Crédito sem educação financeira é mais problema que solução

Novo recorde aponta que 73% das famílias brasileiras estão endividadas e o maior vilão é o mal uso do crédito. Segundo a Pesquisa de Endividamento e Inadimplência do Consumidor (Peic) divulgada pela Confederação Nacional do Comércio de Bens, Serviços e Turismo (CNC), o mês de agosto bateu novo recorde no percentual de endividamento. Atualmente, 72,9% das famílias brasileiras estão endividadas e é preciso entender o que isso representa.

Primeiramente, endividado é diferente de inadimplente, pois enquanto o primeiro possui dívidas a pagar e consegue quitá-las dentro dos prazos de vencimento, o segundo já perdeu a capacidade de pagamento e está (ou em breve estará) com o CPF negativado nos órgãos de proteção ao crédito. Os números da inadimplência também são alarmantes: um em cada quatro brasileiros (25,6%) não consegue pagar as contas em dia.

Entre os endividados, 21,1% estão com mais da metade da renda comprometida com o pagamento dessas dívidas. Significa dizer que uma a cada cinco famílias terá de viver pelos próximos meses (ou anos) com menos da metade do dinheiro que entra mensalmente. Dentro desse quadro, se algum familiar perde o emprego ou tem sua renda diminuída, as chances de parte dessa família (ou toda ela) entrar na inadimplência aumentam consideravelmente.

O crédito em si não é algo ruim, pois facilita o consumo e possibilita um planejamento financeiro tanto para a aquisição de bens quanto para apoiar o empreendedorismo. Porém, crédito sem educação financeira representa muito mais problema do que solução. Diante dessas estatísticas, fica claro que o brasileiro se acostumou a viver de crédito – e não apenas a recorrer a ele eventualmente –, mas sem conhecimento financeiro, tem optado principalmente pelas modalidades com as taxas de juros mais altas: cartão de crédito e limite de conta corrente.

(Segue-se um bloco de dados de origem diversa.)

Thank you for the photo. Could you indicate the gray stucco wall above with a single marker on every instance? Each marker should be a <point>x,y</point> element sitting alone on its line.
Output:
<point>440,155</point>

O cartão tem sido utilizado para comprar o que o salário não alcança e, sem condições de quitar o total da fatura, é comum que as pessoas entrem no rotativo (que é quando se paga qualquer valor entre o mínimo e o total), sem fazerem as contas dos juros que serão cobrados nos próximos meses e, para piorar ainda mais, continuam fazendo mais e mais gastos. Basta um mês de descontrole para gerar a tão famosa bola de neve que compromete – e muito – o orçamento familiar. Já o limite da conta funciona, para muitos, como uma extensão da renda, dando início a um ciclo igualmente difícil de sair: a pessoa usa o limite, o salário cai e cobre primeiro os juros bancários e, com o que sobra, abate o saldo negativo. Sem dinheiro para pagar as contas, a pessoa usa o limite novamente e recomeça o ciclo aumentando a dívida cada vez mais.

Quando uma pessoa assume uma dívida, significa que ela está “vendendo” parte do seu futuro para o pagamento de uma despesa feita no passado. Isso, porém, não a isenta das obrigações do presente, as quais ela terá de honrar com uma renda menor do que antes. Logo, se o dinheiro não tem sido suficiente para os gastos do dia a dia, assumindo empréstimos a juros altos, essa renda ficará ainda menor e, com a inflação em alta, o dinheiro comprará cada vez menos, enquanto a dívida cresce cada vez mais.

Quem se beneficia com a falta de conhecimento da maioria dos brasileiros são os credores que, legalmente, trabalham com taxas de juros que se assemelham às cobradas pelos agiotas.  Conceder cada vez mais crédito não é a solução, pois isso só fará com que mais recordes sejam batidos no futuro, como temos visto dos últimos anos para cá. Educação financeira é fundamental para uma mudança positiva e duradoura.